Jon Savage, who for many people was the best chronicler of Manchester’s music scene, delves into the “low-key looks of the long mac brigade”, and takes a look at the fashion tastes of one of Manchester’s most iconic bands. “Ian Curtis has a short Caesar haircut; Peter Hook’s hair is short and dyed blonde, while Sumner sports a short-sleeved polo shirt, skinny tie and a Perry Boy flick.
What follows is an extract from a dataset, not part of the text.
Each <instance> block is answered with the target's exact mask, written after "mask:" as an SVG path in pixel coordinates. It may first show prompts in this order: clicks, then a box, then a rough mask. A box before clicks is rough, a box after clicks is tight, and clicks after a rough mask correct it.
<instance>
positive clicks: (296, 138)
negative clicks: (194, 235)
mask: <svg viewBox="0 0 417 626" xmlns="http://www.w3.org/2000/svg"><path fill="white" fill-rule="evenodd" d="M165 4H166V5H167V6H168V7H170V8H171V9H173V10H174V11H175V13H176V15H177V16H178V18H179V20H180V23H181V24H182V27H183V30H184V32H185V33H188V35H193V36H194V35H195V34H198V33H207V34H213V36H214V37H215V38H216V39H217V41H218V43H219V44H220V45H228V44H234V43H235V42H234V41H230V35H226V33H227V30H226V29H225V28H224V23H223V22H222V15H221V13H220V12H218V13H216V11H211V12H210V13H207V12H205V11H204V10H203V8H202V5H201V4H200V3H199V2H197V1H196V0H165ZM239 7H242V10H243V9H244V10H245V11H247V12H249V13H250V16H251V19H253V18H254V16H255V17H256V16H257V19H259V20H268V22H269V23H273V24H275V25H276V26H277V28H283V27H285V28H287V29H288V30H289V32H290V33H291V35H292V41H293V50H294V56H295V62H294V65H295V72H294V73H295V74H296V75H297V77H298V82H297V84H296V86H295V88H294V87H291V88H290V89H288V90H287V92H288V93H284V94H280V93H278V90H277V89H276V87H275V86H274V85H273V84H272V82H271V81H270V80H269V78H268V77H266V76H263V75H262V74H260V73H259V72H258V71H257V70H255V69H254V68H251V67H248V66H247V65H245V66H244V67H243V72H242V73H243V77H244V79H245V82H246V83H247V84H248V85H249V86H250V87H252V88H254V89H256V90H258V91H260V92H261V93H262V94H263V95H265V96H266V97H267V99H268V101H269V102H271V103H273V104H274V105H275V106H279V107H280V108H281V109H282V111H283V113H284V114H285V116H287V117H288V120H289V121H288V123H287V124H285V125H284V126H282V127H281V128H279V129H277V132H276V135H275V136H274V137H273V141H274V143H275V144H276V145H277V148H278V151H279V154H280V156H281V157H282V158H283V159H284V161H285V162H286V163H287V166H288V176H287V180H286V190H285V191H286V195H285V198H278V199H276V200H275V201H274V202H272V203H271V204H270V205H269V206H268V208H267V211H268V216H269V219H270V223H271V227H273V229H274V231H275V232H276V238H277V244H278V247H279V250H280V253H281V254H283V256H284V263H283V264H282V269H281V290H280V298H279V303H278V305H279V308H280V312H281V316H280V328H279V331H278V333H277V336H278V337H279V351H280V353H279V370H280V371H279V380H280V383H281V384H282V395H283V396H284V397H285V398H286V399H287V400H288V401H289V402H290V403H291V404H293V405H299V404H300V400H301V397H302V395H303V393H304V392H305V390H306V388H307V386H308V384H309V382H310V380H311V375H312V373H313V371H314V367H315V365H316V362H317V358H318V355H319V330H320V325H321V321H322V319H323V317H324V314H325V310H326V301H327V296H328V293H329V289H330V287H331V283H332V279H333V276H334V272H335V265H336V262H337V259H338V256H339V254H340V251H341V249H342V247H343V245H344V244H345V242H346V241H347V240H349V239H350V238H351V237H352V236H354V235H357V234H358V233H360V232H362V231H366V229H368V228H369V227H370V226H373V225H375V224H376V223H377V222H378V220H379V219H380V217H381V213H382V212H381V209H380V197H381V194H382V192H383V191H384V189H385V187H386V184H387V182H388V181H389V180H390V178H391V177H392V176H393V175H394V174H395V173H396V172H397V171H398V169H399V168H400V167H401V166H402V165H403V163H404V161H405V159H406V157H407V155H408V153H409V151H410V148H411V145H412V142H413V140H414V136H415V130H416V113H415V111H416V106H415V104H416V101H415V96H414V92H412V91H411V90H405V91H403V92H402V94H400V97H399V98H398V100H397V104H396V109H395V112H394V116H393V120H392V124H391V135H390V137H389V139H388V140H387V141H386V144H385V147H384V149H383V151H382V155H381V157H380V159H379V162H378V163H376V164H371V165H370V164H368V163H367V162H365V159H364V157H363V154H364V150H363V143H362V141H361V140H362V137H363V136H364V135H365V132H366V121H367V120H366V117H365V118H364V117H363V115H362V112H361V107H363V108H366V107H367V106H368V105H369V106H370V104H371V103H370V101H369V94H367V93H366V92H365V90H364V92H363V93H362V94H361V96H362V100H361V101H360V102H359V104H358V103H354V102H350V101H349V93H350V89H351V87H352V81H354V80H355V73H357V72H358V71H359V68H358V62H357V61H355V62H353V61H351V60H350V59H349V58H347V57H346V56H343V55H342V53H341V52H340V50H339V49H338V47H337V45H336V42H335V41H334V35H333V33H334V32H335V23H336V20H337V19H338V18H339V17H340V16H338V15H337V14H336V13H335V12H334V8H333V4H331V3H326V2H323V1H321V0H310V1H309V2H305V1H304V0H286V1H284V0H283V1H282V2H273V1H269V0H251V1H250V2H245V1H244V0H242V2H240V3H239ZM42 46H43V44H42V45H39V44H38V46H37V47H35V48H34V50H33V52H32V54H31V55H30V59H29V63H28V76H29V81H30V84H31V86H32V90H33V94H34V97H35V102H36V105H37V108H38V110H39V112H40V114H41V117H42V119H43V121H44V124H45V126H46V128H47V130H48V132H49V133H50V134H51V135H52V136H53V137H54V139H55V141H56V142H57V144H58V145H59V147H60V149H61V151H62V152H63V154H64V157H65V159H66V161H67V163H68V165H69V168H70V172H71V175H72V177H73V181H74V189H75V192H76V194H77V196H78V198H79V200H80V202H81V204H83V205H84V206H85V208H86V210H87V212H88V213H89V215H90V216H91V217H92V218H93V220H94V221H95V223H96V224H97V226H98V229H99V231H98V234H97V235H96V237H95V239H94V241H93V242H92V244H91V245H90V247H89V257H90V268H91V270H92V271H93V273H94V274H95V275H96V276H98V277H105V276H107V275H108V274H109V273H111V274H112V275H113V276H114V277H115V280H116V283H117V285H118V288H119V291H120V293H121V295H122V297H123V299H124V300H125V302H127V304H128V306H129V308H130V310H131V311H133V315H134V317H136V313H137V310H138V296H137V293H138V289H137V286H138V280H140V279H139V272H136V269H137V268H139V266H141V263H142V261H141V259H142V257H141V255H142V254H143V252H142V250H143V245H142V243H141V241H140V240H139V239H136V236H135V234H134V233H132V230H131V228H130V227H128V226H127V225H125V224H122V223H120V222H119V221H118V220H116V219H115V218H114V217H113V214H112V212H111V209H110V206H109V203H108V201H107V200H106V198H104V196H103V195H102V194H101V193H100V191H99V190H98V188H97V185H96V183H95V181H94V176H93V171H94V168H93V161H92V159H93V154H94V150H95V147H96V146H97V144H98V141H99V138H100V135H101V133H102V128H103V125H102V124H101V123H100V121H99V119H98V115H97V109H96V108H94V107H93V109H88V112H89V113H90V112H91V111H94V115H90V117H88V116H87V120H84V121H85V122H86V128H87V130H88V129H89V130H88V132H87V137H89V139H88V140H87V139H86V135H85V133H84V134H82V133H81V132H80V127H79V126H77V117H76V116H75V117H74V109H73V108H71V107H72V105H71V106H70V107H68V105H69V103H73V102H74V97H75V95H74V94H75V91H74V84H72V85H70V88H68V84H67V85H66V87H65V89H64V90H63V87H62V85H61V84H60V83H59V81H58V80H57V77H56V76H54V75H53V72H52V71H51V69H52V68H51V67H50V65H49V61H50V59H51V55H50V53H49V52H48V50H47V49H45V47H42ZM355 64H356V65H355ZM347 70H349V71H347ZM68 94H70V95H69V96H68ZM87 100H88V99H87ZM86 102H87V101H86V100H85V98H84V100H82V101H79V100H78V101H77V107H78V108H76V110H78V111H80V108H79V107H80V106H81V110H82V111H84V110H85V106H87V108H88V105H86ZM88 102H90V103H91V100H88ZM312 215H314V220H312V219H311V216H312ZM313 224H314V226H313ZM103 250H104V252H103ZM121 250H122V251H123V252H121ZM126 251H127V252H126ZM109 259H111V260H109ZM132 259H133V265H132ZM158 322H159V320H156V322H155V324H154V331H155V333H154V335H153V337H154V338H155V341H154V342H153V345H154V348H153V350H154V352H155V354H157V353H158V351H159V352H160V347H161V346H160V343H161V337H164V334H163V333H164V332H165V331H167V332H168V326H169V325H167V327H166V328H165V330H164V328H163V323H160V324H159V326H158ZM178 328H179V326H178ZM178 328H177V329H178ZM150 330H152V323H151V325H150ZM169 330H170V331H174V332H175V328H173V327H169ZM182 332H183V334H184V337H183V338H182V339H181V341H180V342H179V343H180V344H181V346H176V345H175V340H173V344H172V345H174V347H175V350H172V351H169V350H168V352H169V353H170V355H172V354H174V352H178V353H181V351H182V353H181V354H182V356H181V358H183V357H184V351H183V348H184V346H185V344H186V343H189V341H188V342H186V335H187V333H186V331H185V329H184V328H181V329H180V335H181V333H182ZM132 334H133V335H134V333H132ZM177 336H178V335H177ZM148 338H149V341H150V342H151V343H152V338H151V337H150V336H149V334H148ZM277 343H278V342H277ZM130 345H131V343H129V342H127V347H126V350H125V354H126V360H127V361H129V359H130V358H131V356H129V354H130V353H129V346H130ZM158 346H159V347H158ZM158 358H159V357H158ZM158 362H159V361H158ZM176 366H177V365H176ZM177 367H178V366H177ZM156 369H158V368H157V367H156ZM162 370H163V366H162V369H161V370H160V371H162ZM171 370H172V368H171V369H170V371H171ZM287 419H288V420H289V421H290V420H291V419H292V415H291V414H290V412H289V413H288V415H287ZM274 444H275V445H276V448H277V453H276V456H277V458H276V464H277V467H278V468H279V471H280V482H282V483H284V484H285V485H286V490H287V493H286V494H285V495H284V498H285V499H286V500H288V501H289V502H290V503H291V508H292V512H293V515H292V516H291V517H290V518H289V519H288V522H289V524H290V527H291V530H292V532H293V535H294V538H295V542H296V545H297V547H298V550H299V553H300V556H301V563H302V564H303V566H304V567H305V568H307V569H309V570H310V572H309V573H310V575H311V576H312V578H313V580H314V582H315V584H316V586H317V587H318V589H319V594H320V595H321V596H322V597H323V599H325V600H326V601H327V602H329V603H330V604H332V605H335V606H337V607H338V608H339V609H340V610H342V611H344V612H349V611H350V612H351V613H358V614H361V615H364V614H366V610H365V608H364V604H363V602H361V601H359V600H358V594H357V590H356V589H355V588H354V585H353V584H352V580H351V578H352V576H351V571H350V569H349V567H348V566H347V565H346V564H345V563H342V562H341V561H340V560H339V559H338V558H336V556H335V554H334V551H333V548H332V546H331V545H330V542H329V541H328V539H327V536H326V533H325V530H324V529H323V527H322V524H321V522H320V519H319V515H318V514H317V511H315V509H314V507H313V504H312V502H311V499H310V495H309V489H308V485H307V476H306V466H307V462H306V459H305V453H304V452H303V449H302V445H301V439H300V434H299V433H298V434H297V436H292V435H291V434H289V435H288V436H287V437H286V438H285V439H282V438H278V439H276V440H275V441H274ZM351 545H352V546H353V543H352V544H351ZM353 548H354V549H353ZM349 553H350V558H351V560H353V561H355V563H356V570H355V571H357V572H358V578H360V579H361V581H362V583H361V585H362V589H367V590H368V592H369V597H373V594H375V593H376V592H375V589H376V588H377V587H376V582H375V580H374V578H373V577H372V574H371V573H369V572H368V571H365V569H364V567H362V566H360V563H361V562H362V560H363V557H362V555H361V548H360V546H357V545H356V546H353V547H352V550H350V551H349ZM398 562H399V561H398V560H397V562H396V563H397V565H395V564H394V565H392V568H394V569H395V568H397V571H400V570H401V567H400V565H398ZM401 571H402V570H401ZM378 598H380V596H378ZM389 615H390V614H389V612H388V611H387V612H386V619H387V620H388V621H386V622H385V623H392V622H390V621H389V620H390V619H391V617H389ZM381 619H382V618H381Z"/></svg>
The group are serious, challenging: originating in punk but not at all punk.”
Unit mistrust — Big Issue North
In 2020, Wigan Council appointed Galleries25, which is a joint venture between developer Cityheart and Beijing Construction Engineering Group International (BCEGI), for a £130 million redevelopment of the Galleries Shopping Centre. Photojournalist Ryan Ashcroft visited Wigan Market to hear traders’ views on redevelopment. One stallholder said: “The millions given over to Chinese investment companies could have been better spent improving infrastructure and retail around the town.”
Greater Manchester’s politics has been known for its stability and relative sense of calm in recent years, whereas over in Liverpool local government has descended into chaos, with arrests of key figures at the council, a damning government report and then the imposition of “commissioners” — who went in to sort the whole thing out. Our sister newsletter over there, The Post, published this great long read about the problems over the weekend, including a rare interview with the lead commissioner, a former police officer who likens the council to a suspect that could be arrested at any moment.